When the issue of career modification pops up in conversation with my physician friends, apparently lots of people are frustrated in their clinical practices, but they also seem completely at a loss for the very idea of making a change. These friends are like the survivors of the plane crash within the deserted island who are sitting on the beach in stunned shock realizing they’re now marooned. They’re so overwhelmed with all the shock and horror of the crash which they haven’t moved beyond the shock to the issue of working towards their survival and, hopefully, escape from the island. They’re still sitting in the sand, wailing, “We’ve crashed! We’ve crashed! We’re all alone! How will any of us survive? Precisely what are we likely to do!??!!!”
Look, That’s not me saying situations are rosy and that we shouldn’t have concerns. I believe it’s obvious to everyone that the medical profession has crashed. Gone are the days when becoming an excellent clinician is the only worry of the physician.

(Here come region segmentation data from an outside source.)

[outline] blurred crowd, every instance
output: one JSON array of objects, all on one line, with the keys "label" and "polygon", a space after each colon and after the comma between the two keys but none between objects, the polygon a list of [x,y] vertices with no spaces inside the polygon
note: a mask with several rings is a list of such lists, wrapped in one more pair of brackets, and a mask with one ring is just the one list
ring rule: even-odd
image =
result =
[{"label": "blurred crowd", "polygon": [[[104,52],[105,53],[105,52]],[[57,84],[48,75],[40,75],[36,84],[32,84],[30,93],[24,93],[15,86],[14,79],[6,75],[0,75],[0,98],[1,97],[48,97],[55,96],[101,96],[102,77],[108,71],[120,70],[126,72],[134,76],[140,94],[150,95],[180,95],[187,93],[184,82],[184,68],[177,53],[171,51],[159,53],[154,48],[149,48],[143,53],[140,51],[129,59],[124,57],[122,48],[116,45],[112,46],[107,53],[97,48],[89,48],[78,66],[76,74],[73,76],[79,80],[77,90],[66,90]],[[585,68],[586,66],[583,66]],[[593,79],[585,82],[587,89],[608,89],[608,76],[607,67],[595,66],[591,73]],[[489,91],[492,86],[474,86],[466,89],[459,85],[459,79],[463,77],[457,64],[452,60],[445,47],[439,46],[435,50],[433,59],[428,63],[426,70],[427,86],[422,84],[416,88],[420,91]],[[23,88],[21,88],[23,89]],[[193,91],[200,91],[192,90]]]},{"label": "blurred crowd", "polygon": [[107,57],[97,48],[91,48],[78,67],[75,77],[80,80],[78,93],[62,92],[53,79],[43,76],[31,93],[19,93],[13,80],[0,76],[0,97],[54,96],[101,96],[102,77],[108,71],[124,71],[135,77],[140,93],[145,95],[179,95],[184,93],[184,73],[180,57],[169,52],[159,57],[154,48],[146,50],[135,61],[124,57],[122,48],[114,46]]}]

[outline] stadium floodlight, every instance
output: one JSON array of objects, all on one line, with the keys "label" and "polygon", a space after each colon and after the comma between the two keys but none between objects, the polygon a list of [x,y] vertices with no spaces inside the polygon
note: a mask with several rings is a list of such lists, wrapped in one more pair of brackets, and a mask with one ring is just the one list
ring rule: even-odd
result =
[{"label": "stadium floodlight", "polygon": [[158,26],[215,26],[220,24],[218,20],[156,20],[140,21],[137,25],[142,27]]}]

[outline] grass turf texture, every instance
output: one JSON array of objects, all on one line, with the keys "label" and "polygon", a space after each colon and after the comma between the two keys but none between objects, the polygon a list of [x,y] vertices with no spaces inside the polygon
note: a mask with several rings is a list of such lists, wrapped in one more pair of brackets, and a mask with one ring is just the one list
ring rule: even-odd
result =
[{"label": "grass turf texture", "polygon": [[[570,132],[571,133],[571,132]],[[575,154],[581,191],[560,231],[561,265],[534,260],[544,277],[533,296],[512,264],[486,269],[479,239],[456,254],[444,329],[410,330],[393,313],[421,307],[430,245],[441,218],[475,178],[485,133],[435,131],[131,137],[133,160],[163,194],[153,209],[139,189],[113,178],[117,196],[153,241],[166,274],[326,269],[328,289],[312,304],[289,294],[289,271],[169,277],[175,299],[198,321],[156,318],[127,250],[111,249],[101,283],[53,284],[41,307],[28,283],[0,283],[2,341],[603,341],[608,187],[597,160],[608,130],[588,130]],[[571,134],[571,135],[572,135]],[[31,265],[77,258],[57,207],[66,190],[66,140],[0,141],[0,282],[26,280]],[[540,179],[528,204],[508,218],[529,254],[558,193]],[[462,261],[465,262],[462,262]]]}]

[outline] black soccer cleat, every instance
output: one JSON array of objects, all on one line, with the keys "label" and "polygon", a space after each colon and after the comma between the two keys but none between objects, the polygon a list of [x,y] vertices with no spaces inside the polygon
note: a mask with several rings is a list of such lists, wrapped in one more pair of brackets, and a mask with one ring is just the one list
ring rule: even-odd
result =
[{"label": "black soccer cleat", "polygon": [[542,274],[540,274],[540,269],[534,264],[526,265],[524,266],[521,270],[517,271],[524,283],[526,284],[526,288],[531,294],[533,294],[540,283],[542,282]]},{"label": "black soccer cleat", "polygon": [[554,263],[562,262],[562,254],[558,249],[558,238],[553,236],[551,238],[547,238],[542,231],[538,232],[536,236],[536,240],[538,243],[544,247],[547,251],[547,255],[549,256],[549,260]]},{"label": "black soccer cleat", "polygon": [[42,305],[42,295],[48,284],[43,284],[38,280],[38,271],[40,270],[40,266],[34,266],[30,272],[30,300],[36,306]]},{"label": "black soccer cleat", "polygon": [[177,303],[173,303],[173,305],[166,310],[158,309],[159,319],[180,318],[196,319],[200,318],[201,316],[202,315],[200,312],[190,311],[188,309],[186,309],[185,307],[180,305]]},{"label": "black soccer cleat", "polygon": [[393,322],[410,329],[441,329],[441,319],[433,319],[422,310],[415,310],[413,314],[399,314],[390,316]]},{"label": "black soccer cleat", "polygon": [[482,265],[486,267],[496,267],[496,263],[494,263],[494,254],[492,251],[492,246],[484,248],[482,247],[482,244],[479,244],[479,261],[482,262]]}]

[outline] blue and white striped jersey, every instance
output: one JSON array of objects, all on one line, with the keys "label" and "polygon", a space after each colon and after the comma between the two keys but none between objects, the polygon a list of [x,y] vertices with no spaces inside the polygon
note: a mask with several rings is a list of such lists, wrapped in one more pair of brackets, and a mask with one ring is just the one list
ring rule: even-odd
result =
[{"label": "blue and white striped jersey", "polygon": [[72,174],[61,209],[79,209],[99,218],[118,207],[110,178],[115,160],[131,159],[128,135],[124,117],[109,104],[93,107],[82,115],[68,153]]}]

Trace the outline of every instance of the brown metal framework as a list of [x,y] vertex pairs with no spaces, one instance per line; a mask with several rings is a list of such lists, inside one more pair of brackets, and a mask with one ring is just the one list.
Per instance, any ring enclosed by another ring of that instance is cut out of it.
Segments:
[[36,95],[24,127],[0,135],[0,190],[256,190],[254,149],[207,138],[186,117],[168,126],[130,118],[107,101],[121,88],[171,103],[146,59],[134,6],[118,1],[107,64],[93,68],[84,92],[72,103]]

Today’s physicians have to balance clinical excellence with billing codes, patient satisfaction scores, duplicitous administrators, underhanded trial lawyers, as well as a government bureaucracy seemingly set on driving the entire healthcare industry into the dirt. It’s not a terrific situation to be in and when there ever was a period when one could well be justified somewhat despair, now’s that time.

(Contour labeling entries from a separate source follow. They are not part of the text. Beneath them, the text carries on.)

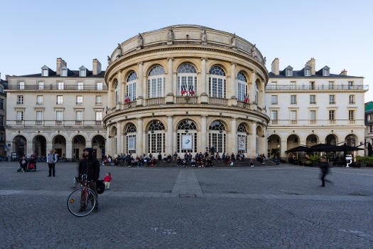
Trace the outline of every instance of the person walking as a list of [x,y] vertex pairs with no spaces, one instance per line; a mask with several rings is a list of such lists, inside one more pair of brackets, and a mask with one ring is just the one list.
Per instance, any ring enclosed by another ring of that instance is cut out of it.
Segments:
[[[92,154],[93,149],[92,148],[83,149],[84,158],[79,161],[78,178],[81,179],[82,174],[87,174],[87,181],[90,181],[88,187],[96,194],[96,206],[93,211],[97,213],[99,209],[99,201],[96,181],[99,177],[99,163],[97,159],[93,157]],[[83,212],[85,208],[84,203],[81,203],[79,212]]]
[[55,163],[57,162],[57,155],[53,152],[53,149],[50,149],[47,157],[47,164],[49,169],[48,176],[55,176]]

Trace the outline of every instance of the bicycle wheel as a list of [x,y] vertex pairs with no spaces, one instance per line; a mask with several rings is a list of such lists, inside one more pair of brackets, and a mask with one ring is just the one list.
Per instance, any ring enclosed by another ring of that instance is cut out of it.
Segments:
[[96,206],[96,194],[90,188],[80,187],[71,193],[67,199],[67,209],[74,216],[89,215]]

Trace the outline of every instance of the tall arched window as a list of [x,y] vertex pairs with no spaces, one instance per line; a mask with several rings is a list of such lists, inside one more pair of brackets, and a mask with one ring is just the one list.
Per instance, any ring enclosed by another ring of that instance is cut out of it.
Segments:
[[197,94],[197,70],[190,64],[183,64],[178,68],[177,95],[181,95],[181,90],[188,90],[193,86],[195,94]]
[[115,101],[115,105],[118,105],[119,103],[119,85],[118,85],[117,81],[115,83],[114,85],[114,99]]
[[238,101],[244,101],[245,95],[247,93],[247,80],[246,76],[242,73],[239,72],[237,74],[238,81]]
[[244,123],[239,124],[237,127],[237,143],[238,153],[247,153],[247,129]]
[[178,153],[197,152],[197,126],[190,120],[178,124]]
[[136,154],[136,126],[129,123],[126,129],[126,154]]
[[159,120],[153,120],[148,127],[148,153],[164,153],[165,126]]
[[128,76],[127,83],[126,84],[126,92],[131,101],[136,100],[136,80],[137,74],[135,72],[131,73]]
[[225,152],[225,126],[220,120],[215,120],[209,127],[209,147],[214,147],[215,152]]
[[217,65],[214,65],[210,69],[208,87],[210,97],[226,97],[227,80],[225,72]]
[[148,97],[164,97],[166,78],[163,68],[155,66],[148,76]]

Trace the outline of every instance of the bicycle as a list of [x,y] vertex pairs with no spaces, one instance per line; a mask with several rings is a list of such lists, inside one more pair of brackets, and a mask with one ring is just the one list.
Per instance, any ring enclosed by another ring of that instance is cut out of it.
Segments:
[[88,187],[90,181],[87,181],[87,174],[82,175],[80,179],[75,177],[74,183],[76,182],[80,182],[81,186],[70,194],[67,198],[67,209],[75,216],[87,216],[94,209],[97,196],[94,191]]

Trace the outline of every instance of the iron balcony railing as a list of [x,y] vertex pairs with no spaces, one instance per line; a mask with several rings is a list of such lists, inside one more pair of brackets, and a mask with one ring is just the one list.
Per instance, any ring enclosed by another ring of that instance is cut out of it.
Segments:
[[58,85],[57,84],[50,84],[44,85],[43,86],[38,85],[36,84],[31,85],[26,84],[24,86],[20,86],[16,84],[11,84],[8,85],[9,90],[107,90],[107,86],[103,85],[102,86],[97,87],[96,85],[69,85],[64,84],[63,86]]
[[328,85],[267,85],[266,90],[276,91],[276,90],[369,90],[368,85],[334,85],[333,88],[330,88]]

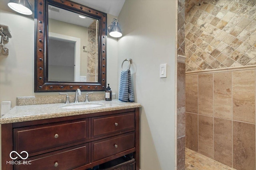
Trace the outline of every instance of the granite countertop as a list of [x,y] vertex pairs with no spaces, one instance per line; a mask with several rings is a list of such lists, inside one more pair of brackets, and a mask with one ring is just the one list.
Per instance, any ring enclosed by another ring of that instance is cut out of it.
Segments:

However, what I’ve found amazing about Freelance MD in addition to the Medical Fusion Conference is usually that in spite of all this doom and gloom in medicine, there are various of talented individuals that happen to be not simply surviving the present environment, they’re thriving. These individuals aren’t sitting in the sand weeping throughout their losses, they’ve moved from the beach and have taken active, deliberate steps to further improve their situation.
I’m reminded from the quip in the author G.K. Chesterton who, when asked by a journalist what book he’d most want to have with him if he was ever marooned even on a deserted island, said, “Why, A Practical Guide to Shipbuilding, not surprisingly…”
The leaders I’ve met?a lot of whom are authors about this website?are inspirational because they aren’t just moaning about precisely how horrible the crash also has been with them or waiting passively on the beach for someone to rescue them. No, these leaders are in the jungle, foraging for food, building shelter, scouting the island for opportunities and, most importantly, constructing a vessel to acquire them off the island in the event the timing is appropriate.
If these people have already been so successful when making the transition, why then a large number of physicians still moribund, stewing in despair and learned helplessness? Why’s making the alteration so difficult for several physicians?
There’s a lots of theories relating to this there are numerous individuals writing on Freelance MD who have been completely addressing this very issue, but it is imperative to note what appears to generally be a universal truth: many physicians are experiencing a difficult time adjusting their careers to the current reality around them.
When we build Freelance MD, among my very own goals is to build this website in a way that offers very practical, systematic steps for physicians to start taking control of their careers, shaking from the learned helplessness in which they’ve been festering, and commence focusing on their “ship” to acquire them off their deserted island and back on the road to adventure in addition to a more fulfilling career.
Are you interested?
If that’s the case, join our motley crew and learn from the experts on this website. Become involved and ask questions. Bring about the community and teach others what you are learning. In a nutshell, get going, right now, making the transition on your own.
The amount of time for sand-wallowing is through.
You’re ready to establish your own ship.
Post courtesy of Freelance MD, a nonclinical physician careers community offering physician resources like nonclinical jobs and offering information that allows physicians more control of their career, income and lifestyle, from medical spas to real estate investing.